Begin with something we all fervently hope to be true. This winter is a once-in-a-generation event, a grotesque meteorological aberration that planning can only marginally mitigate. Much of what we have had to endure since December can only be … endured.

But it is useful to assess what worked well and what might be improved upon, even if many of us (mercifully) may have lived out our lives before a winter like this occurs again.

Overall, the city did a commendable job of clearing major thoroughfares after the myriad snowfalls. But for one day when the city purposely and wisely shut itself down, the vital routes were passable through the very worst of it. There will always be grumbling undertones from neighborhoods that stayed under too long, but the street department’s trucks have their priorities right.

A tougher problem that became a focus of discussion at the task force’s first meeting was sidewalks. There is an ordinance that requires everyone to have his or her sidewalk clear by 9 a.m., but it’s never been enforced and, as the task force noted, never should be.

At a certain point, though, accumulated snow and ice make the sidewalks impassable.

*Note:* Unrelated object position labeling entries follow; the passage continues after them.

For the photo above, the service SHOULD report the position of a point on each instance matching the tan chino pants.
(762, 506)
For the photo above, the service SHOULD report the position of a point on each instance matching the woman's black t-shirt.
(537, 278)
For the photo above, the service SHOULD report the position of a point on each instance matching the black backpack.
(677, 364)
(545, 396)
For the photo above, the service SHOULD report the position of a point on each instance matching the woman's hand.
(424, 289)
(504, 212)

We all have seen the result: Pedestrians forced to walk in the middle of the street, early in the morning or after dark, and drivers forced to slow or stop to avoid endangering them.

The city can’t shovel every sidewalk. But might a priority grid be workable? Model it on the plow-key-streets-first plan.

Identify sidewalks along major arteries that people depend on to get to bus stops, schools or work. Use full-time supervisors and have a list of temps – college students, perhaps, and people between jobs – who might actually enjoy the work.

Okay, “enjoy” might be too strong. But, hey! It’s better than going around arresting elderly people with bad backs. Or making kids dodge SUVs on their way to class.